Saintly Connections: Catherine of Siena and Birgitta of Sweden
The Nobel Prize-winning novelist Sigrid Undset was a Catholic convert, Third Order Dominican, and a Norwegian. As a fellow convert, lay Dominican in formation, and Scandinavian, and as a huge fan of her novel Kristin Lavransdatter, I feel as though Undset and I might have been friends - or, at least, I would have been her adoring fan girl and she'd have tolerated my enthusiastic adoration in a spirit of Christian charity.
My husband gave me Undset's biography of St. Catherine of Siena for Christmas, and finally, for Lent, I've been able to read it. Catherine of Siena does not disappoint. Undset's knowledge and love of medieval culture and her novelist's eye gives a richness to Catherine and her story that I suspect few other storytellers have achieved.
Catherine was graced very early in her life with mystical visions and heroic holiness, and as is the case with lifelong saints, some hagiographers have difficulty finding and showing the inner conflict that makes a character (I'm speaking in a literary sense now) interesting to the reader. But Undset finds both the inner and exterior conflict of Catherine's life and crafts her story as only a gifted novelist can.

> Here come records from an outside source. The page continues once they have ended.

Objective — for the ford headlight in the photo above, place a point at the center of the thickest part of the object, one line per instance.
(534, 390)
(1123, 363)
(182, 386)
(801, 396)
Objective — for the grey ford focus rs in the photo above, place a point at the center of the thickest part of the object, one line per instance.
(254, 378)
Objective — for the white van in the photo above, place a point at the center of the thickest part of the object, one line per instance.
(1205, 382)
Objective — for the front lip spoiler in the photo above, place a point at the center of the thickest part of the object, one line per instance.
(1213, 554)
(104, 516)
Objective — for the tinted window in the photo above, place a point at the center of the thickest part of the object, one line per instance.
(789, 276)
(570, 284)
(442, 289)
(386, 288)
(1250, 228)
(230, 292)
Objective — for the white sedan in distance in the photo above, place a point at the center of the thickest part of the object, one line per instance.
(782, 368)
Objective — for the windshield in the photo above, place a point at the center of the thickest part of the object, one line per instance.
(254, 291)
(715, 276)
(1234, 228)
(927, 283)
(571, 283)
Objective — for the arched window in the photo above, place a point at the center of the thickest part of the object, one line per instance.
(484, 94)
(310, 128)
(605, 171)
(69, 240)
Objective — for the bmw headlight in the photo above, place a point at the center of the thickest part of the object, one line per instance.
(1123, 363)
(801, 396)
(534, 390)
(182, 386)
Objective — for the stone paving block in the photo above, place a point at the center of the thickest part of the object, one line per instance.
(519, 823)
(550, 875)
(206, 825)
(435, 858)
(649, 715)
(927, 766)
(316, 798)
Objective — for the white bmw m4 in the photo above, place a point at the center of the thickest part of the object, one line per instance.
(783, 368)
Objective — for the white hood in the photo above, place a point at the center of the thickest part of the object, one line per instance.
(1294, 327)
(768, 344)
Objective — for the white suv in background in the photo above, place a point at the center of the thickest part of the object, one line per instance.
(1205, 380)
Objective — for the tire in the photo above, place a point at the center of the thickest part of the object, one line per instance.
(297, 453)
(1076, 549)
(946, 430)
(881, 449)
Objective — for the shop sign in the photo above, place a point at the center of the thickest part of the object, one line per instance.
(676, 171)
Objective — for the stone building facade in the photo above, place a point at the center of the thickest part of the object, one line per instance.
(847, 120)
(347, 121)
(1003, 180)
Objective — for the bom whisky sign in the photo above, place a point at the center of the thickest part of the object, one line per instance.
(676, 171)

One interesting connection Undset makes is between Catherine and St. Birgitta (Bridget) of Sweden. These two women never met, and yet Undset devotes half a chapter to the role Birgitta plays in Catherine's drama. Birgitta was noblewoman and a visionary, and bringing both her spiritual understanding and her political acumen to the fore, she fearlessly worked to convince the Avignon popes to return to Rome. Unfortunately, Birgitta did not achieve success in her lifetime; instead, she paved the way for Catherine, who inherited her mission:
. . . before Birgitta had closed her eyes in death the Sienese virgin had taken her work upon herself, and it was Catherine's destiny to carry it out. She was to be the master tool in the hand of God to bring St. Peter's successor back to his home besides the graves of St. Peter and St. Paul. (pg. 139)
This is the novelist's bird's-eye view, seeing connections between the pieces of the story where the characters themselves can not. This ability allows Undset to see the spiritual connection between the two. It's a saintly connection, and I think it's just awesome.
I've enjoyed Catherine of Siena so much that I've decided to give a copy away. If you're interested, let me know either in the comments box (if I don't know you personally, leave some sort of contact info, like your Twitter handle) or via email (the link is at the top right corner of the website). I'll draw a name this coming Monday, 3/21, and send it out right away. Thanks to Amazon Prime, it should arrive on your doorstep just in time for the Triduum.
St. Catherine, pray for us!
Update 3/21/16: And the winner is... Heidi K.! Congratulations!